Il DiSC introduce progressivamente nella sua organizzazione un sistema di qualità conforme allo standard UNI EN ISO 9001:2015, razionalizzando non solo gli uffici dedicati alla terza missione, ma anche opportuni comparti amministrativi e tecnici dedicati.
La certificazione renderà il DiSC un interlocutore preferenziale per aziende anch'esse certificate e rappresenterà uno stimolo per un miglioramento continuo della struttura.
I costi di certificazione, comprensivi di adeguamenti strutturali e di servizi di consulenza sono preventivabili in € 30.000 per anno.
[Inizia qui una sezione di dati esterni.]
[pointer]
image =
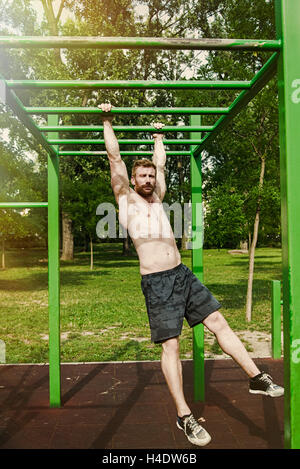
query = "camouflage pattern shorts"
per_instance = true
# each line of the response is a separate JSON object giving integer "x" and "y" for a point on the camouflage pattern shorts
{"x": 171, "y": 296}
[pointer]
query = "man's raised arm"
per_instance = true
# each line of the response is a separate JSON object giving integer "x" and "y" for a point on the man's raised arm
{"x": 119, "y": 175}
{"x": 159, "y": 159}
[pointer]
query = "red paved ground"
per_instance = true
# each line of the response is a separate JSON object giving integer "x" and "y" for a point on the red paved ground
{"x": 127, "y": 405}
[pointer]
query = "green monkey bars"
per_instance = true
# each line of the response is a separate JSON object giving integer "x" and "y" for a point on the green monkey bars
{"x": 284, "y": 60}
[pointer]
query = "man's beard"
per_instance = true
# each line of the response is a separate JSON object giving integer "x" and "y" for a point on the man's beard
{"x": 145, "y": 192}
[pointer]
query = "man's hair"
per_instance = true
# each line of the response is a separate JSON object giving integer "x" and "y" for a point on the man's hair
{"x": 144, "y": 162}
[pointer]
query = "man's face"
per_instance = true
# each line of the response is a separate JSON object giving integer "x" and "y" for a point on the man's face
{"x": 144, "y": 181}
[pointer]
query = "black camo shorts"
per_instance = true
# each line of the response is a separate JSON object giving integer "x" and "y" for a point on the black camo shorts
{"x": 171, "y": 296}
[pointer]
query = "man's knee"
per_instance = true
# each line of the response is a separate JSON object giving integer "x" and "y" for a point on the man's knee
{"x": 171, "y": 345}
{"x": 215, "y": 322}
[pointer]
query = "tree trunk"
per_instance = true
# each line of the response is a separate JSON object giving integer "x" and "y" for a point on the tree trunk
{"x": 3, "y": 253}
{"x": 253, "y": 244}
{"x": 92, "y": 255}
{"x": 67, "y": 238}
{"x": 126, "y": 245}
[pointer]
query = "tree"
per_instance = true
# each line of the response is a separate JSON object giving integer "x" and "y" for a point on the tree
{"x": 247, "y": 152}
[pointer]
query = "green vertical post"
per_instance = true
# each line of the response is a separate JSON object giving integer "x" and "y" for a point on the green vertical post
{"x": 197, "y": 261}
{"x": 53, "y": 275}
{"x": 276, "y": 318}
{"x": 287, "y": 26}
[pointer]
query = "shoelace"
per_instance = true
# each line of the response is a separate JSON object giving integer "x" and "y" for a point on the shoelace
{"x": 267, "y": 379}
{"x": 193, "y": 424}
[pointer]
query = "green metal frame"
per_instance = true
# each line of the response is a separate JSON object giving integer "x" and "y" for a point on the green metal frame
{"x": 284, "y": 59}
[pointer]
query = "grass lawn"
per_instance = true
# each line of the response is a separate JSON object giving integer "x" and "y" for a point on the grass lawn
{"x": 103, "y": 314}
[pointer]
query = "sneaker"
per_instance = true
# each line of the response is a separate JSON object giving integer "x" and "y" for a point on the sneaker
{"x": 193, "y": 431}
{"x": 263, "y": 384}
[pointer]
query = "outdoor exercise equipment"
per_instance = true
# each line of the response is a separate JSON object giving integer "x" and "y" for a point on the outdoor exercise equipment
{"x": 284, "y": 59}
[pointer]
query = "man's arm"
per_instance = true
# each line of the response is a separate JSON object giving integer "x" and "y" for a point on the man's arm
{"x": 119, "y": 175}
{"x": 159, "y": 159}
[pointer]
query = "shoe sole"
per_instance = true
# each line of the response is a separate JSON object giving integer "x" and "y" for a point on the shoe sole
{"x": 265, "y": 393}
{"x": 205, "y": 441}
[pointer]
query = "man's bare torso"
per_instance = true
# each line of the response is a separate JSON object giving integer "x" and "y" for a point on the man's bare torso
{"x": 150, "y": 231}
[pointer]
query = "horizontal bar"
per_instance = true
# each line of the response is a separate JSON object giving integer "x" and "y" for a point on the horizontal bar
{"x": 17, "y": 107}
{"x": 127, "y": 110}
{"x": 137, "y": 43}
{"x": 257, "y": 83}
{"x": 126, "y": 84}
{"x": 122, "y": 142}
{"x": 126, "y": 128}
{"x": 122, "y": 153}
{"x": 23, "y": 204}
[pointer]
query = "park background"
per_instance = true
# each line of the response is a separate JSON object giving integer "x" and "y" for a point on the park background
{"x": 103, "y": 315}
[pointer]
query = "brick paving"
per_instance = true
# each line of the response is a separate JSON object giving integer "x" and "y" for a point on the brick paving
{"x": 128, "y": 406}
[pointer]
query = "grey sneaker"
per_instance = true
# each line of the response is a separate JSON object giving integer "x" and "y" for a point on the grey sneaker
{"x": 263, "y": 384}
{"x": 193, "y": 431}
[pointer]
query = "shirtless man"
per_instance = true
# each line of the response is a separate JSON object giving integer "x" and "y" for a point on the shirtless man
{"x": 171, "y": 290}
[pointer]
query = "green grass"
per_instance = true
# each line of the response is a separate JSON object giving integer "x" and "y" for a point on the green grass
{"x": 103, "y": 314}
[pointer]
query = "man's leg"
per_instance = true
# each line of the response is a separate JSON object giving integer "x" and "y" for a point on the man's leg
{"x": 230, "y": 343}
{"x": 172, "y": 370}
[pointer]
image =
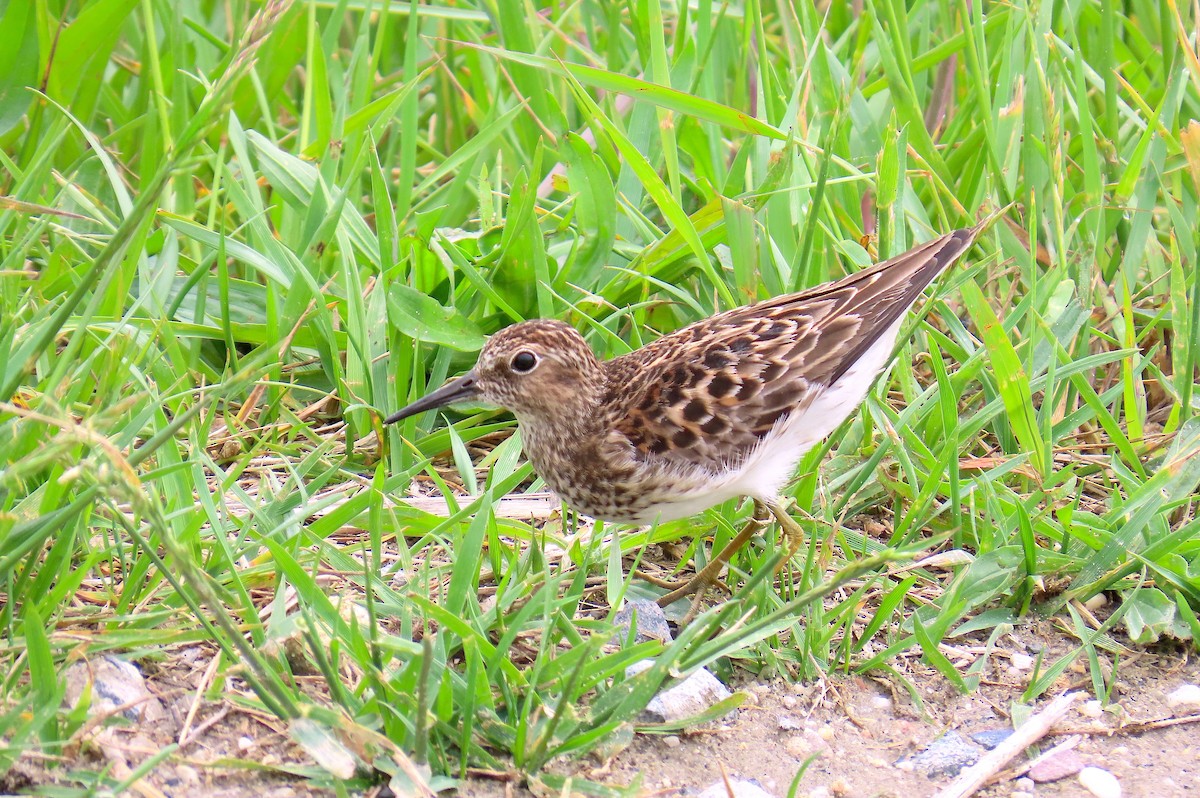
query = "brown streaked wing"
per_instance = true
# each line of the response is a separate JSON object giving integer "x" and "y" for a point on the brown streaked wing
{"x": 709, "y": 393}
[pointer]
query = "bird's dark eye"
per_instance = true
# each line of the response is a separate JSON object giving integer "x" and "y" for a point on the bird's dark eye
{"x": 523, "y": 361}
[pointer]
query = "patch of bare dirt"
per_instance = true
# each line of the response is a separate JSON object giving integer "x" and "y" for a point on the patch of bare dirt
{"x": 859, "y": 729}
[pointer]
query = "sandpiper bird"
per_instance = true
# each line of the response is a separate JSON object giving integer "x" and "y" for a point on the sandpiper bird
{"x": 723, "y": 408}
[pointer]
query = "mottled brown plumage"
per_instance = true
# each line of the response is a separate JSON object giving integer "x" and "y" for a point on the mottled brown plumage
{"x": 724, "y": 407}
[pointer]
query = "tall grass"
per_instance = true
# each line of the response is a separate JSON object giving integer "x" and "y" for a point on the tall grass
{"x": 233, "y": 234}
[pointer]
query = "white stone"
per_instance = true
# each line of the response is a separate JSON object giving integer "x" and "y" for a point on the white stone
{"x": 1185, "y": 700}
{"x": 735, "y": 789}
{"x": 1099, "y": 783}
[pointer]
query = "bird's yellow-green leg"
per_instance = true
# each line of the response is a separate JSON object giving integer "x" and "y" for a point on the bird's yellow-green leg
{"x": 708, "y": 575}
{"x": 787, "y": 525}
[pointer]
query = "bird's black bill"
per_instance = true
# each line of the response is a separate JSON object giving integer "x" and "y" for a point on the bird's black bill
{"x": 456, "y": 390}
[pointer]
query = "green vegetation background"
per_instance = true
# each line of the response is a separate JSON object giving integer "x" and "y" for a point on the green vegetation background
{"x": 234, "y": 233}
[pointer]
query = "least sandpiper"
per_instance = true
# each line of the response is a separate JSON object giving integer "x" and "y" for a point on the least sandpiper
{"x": 721, "y": 408}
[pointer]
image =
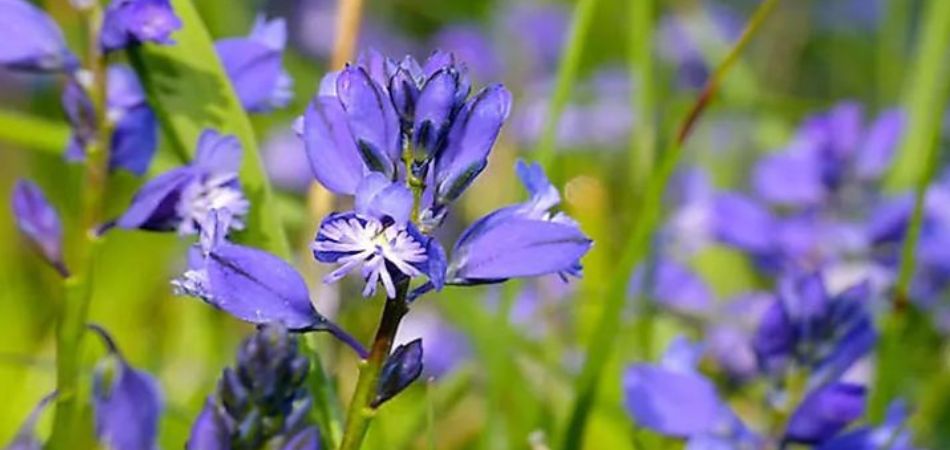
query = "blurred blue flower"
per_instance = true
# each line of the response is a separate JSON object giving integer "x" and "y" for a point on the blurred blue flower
{"x": 127, "y": 402}
{"x": 182, "y": 198}
{"x": 254, "y": 65}
{"x": 135, "y": 134}
{"x": 132, "y": 22}
{"x": 674, "y": 287}
{"x": 37, "y": 219}
{"x": 32, "y": 41}
{"x": 25, "y": 438}
{"x": 523, "y": 240}
{"x": 825, "y": 412}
Una volta ammodernata la strumentazione chiave ed aver conseguito la certificazione secondo norma UNI EN ISO 9001:2015, dal 2020 si integrerà la proposta dipartimentale con l'accreditamento delle prove più richieste secondo norma UNI CEI EN ISO/IEC 17025:2000. Dato il significativo onere di spesa necessario per l'accreditamento delle singole prove, si procederà in prima istanza sulle analisi maggiormente richieste dalle aziende e per le quali non ci sia molta competizione con i laboratori privati, tra cui le analisi di metalli tramite ICP, assorbimento atomico o spettroscopia Mössbauer, l'analisi elementare, la caratterizzazione di materie plastiche, la verifica di congruità con le norme per i materiali a contatto con alimenti. (priorità 1. Accreditare quelle misure che sono richieste dalle aziende per esigenze di mercato estero; 2. non accreditare quelle che nel mercato costano poco). Importante è la possibilità di accreditare  prove coerenti con la mission del DiSC Molecole, nanosistemi e materiali: chimica multiscala per l’energia e la vita. Quindi enfasi va data alla possibilità di eseguire analisi accreditate su (nano)materiali. Di seguito un elenco di proposte che potrebbero creare dei collegamenti tra ricerca, acquisizione di strumentazione, reclutamento personale, didattica e terza missione:
─    acquisizione di strumentazione e creazione di competenze specifiche per l’analisi di nanomateriali (ICP per nanoparticelle, microscopie elettroniche ad alta risoluzione, ultracentrifugazione, metodi granulometrici, fisisorbimento di kripton);
─    collaborazione con aziende specializzate, quali ECSIN European Center for the sustainable impact of nanotechnology, http://ecsin.it/it/, per la  proposta di pacchetti di R&D (ricerca DISC), valutazione tossicologica e supporto alla registrazione (REACH, scuola di specializzazione) su nanotecnologie;
─    coordinamento con iniziative, a livello internazionale, nel campo della metrologia e soprattutto, coerentemente con la missione del Dipartimento, di nanometrologia (https://ec.europa.eu/jrc/en/publication/articles-books/engineered-nanopa...), nonché con iniziative europee relative alla valutazione degli aspetti tossicologici correlati alle nanotecnologie, come l’istituzione di un apposito Cluster (www.nanosafetycluster.eu).